THE YOUNG MESSIAH review from Sr. Helena Burns

YoungMessiahThe Young Messiah is the best Jesus movie ever. Based on Anne Rice’s historical novel, Christ the Lord: Out of Egypt, it combines the latest and best in filmmaking, the dramatic arts, mature biblical scholarship, theology and imagination. It is biblically and theologically sound (always a tricky task when speaking about Jesus, but even more so the Child Jesus and his “human knowledge”–what did he/didn’t he allow himself to know in his humanity?) There has been some talk that “apocryphal writings” inspired some scenes. “Apocryphal” does not mean “Gnostic.” The apocryphal Proto-Evangelium of James was used by early Christians as devotional reading. But it’s not the Word of God.

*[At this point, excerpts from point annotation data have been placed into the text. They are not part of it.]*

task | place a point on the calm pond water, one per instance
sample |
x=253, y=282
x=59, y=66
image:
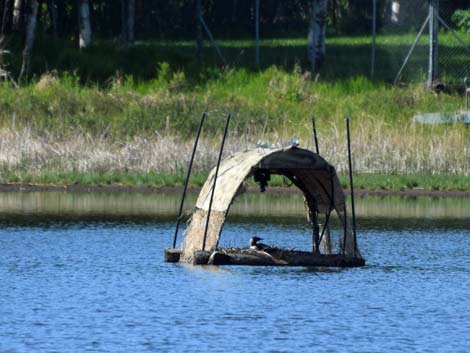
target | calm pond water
x=84, y=273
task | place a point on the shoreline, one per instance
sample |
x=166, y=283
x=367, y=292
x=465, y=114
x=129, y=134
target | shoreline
x=79, y=188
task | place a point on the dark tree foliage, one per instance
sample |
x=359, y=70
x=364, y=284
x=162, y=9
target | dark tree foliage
x=226, y=18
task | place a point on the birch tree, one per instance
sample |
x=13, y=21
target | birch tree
x=317, y=34
x=127, y=22
x=52, y=8
x=84, y=23
x=32, y=15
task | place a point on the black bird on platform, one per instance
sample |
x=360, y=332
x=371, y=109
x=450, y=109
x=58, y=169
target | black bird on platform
x=255, y=245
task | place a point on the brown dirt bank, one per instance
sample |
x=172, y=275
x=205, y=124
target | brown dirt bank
x=79, y=188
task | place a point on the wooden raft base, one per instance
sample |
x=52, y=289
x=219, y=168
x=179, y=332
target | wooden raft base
x=275, y=257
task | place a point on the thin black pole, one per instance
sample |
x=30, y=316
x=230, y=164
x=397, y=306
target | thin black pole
x=188, y=174
x=215, y=181
x=351, y=183
x=315, y=134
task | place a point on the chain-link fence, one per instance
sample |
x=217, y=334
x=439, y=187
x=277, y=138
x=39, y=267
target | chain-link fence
x=422, y=40
x=395, y=41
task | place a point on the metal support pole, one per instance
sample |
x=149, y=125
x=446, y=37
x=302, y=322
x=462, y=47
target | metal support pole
x=199, y=42
x=433, y=41
x=215, y=182
x=408, y=56
x=353, y=210
x=188, y=174
x=315, y=135
x=257, y=5
x=374, y=39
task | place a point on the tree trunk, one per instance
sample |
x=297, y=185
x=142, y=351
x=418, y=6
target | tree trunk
x=17, y=14
x=85, y=25
x=130, y=22
x=53, y=16
x=317, y=34
x=6, y=16
x=199, y=37
x=30, y=32
x=395, y=12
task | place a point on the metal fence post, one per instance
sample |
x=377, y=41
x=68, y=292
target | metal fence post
x=257, y=32
x=433, y=41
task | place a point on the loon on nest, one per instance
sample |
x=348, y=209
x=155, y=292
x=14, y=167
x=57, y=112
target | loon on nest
x=254, y=245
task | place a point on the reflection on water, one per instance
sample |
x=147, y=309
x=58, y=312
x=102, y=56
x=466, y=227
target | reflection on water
x=103, y=287
x=252, y=207
x=69, y=284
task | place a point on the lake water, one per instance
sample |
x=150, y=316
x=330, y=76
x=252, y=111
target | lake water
x=85, y=273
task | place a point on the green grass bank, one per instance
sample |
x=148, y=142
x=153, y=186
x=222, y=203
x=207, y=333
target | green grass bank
x=132, y=127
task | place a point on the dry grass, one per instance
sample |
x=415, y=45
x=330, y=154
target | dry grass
x=377, y=148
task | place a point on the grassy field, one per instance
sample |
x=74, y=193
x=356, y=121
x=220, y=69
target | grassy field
x=130, y=119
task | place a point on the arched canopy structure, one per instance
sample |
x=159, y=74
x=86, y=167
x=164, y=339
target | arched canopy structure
x=315, y=177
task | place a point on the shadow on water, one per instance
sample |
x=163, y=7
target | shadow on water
x=389, y=212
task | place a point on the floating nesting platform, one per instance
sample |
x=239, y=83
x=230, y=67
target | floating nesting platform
x=273, y=257
x=306, y=170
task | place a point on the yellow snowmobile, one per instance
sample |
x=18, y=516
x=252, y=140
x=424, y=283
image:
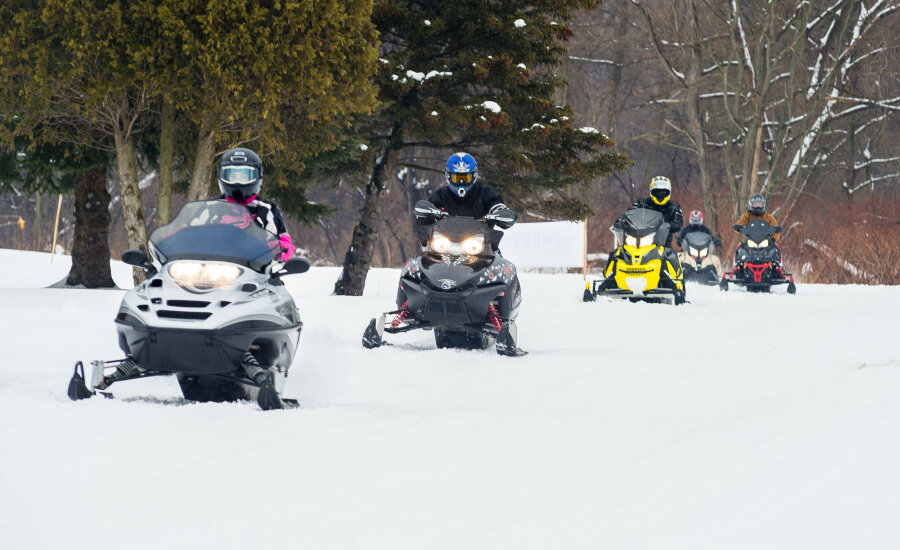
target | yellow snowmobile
x=641, y=268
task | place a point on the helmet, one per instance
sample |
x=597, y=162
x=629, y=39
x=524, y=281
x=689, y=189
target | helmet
x=757, y=204
x=461, y=173
x=696, y=217
x=660, y=190
x=240, y=174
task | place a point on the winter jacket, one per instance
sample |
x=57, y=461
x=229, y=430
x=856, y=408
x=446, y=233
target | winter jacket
x=690, y=229
x=267, y=215
x=748, y=217
x=671, y=212
x=480, y=201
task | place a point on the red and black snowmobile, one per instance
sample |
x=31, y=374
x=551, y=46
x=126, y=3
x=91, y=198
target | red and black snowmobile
x=757, y=261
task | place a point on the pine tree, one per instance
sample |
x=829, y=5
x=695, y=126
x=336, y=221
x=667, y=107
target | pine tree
x=474, y=75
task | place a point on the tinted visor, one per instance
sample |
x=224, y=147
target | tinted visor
x=238, y=174
x=461, y=178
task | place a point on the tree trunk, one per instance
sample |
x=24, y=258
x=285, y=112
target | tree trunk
x=365, y=235
x=132, y=206
x=90, y=250
x=166, y=162
x=203, y=162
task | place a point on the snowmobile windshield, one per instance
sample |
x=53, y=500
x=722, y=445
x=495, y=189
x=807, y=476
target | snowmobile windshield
x=639, y=222
x=698, y=239
x=758, y=231
x=460, y=236
x=215, y=230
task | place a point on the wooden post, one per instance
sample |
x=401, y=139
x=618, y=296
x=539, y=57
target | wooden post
x=55, y=228
x=584, y=250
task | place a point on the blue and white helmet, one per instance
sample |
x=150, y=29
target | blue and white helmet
x=461, y=173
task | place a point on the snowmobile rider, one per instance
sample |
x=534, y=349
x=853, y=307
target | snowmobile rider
x=756, y=210
x=462, y=197
x=660, y=199
x=240, y=179
x=695, y=223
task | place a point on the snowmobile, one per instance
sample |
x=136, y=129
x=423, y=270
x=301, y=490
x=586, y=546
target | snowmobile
x=697, y=258
x=640, y=269
x=213, y=311
x=757, y=262
x=457, y=287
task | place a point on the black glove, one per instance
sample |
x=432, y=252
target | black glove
x=503, y=217
x=425, y=211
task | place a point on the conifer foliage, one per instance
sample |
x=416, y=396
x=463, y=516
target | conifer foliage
x=475, y=75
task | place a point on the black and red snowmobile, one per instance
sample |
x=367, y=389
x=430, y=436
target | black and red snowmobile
x=757, y=261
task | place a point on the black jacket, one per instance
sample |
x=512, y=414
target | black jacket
x=481, y=200
x=671, y=212
x=690, y=229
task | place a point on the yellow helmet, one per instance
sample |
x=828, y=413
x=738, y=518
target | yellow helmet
x=660, y=190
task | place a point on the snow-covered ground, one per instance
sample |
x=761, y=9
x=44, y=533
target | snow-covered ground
x=737, y=421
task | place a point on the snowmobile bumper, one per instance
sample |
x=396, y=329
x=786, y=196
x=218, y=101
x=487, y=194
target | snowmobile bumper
x=207, y=351
x=454, y=309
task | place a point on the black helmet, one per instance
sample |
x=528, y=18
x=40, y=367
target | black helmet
x=757, y=204
x=240, y=174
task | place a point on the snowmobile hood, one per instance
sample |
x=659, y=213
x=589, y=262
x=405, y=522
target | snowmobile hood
x=698, y=239
x=641, y=221
x=215, y=230
x=758, y=230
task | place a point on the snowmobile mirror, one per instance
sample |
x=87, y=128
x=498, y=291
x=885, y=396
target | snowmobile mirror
x=294, y=265
x=136, y=258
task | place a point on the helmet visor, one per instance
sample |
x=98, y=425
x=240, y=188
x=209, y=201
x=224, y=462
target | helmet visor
x=238, y=174
x=660, y=194
x=461, y=178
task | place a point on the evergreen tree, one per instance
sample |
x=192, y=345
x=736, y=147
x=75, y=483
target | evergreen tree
x=474, y=75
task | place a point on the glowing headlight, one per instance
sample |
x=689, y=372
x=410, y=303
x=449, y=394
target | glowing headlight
x=440, y=243
x=203, y=274
x=474, y=245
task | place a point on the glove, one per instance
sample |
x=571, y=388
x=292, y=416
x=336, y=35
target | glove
x=424, y=210
x=503, y=217
x=287, y=247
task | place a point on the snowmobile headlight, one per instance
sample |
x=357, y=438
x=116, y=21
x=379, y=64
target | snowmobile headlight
x=201, y=274
x=474, y=245
x=440, y=243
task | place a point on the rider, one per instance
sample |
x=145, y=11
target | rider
x=660, y=199
x=462, y=197
x=756, y=210
x=695, y=224
x=240, y=179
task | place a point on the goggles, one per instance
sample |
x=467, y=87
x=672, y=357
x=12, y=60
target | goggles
x=238, y=174
x=461, y=178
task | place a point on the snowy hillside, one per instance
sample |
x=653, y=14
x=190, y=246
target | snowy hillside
x=737, y=421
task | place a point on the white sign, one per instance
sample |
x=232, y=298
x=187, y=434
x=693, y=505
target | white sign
x=547, y=244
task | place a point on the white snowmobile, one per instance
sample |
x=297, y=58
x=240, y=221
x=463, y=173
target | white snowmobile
x=213, y=311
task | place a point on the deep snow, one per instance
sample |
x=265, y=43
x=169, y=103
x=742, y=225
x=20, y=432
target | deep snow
x=736, y=421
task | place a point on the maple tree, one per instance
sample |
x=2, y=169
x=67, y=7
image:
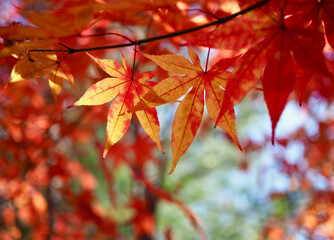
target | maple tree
x=127, y=55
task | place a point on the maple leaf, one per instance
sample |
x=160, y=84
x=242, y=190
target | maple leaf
x=190, y=112
x=124, y=89
x=278, y=46
x=37, y=64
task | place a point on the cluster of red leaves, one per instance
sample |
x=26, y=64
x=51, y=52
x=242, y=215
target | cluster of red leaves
x=280, y=43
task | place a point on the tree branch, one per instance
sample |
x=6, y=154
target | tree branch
x=170, y=35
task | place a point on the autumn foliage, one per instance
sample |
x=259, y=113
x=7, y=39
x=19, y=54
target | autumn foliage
x=69, y=69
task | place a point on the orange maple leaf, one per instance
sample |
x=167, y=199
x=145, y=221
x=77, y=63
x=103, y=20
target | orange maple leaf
x=124, y=89
x=190, y=112
x=37, y=64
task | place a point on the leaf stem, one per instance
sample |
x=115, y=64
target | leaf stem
x=134, y=62
x=207, y=60
x=161, y=37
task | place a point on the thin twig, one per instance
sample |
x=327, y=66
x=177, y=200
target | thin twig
x=161, y=37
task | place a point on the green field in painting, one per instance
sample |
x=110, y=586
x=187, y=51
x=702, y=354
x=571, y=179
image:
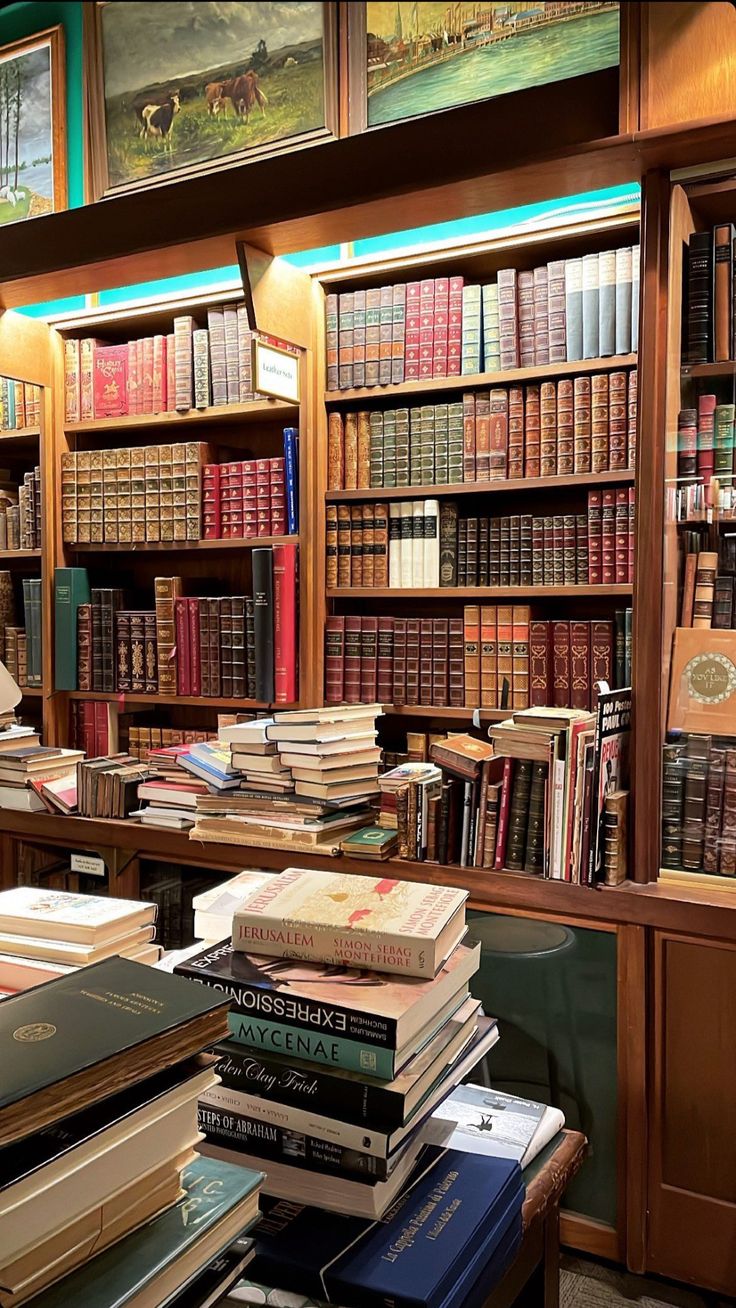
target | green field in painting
x=294, y=105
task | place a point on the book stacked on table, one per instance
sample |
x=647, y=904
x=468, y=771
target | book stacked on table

FILMMAKERS DID THEIR HOMEWORK

The Young Messiah shows lots of homework was done. No trendy twenty-first-century ideas plopped in. No outlandish “what if” musings (beyond Jesus bringing a bird back to life). The dialogue is so carefully crafted that every word effortlessly rings true in these fully fleshed-out and delightful characters. The text of the Scriptures is faithfully adhered to (without really taking liberties) and then sundry plot points–that totally work–are skillfully woven in to bring life to the text. Every scene is to support the text, not draw away from it. All exposition is invisible and clever. The British-accented cast slays it.

This story of one year in the life of the Child Jesus begins with Jesus in Egypt being bullied by another boy from the Jewish community, and escalates into some gripping action which it maintains to one degree or another throughout the film. Never boring. Never trite. There are no hackneyed turns of phrases. The theology is precise. This film has everything in it but the sensational.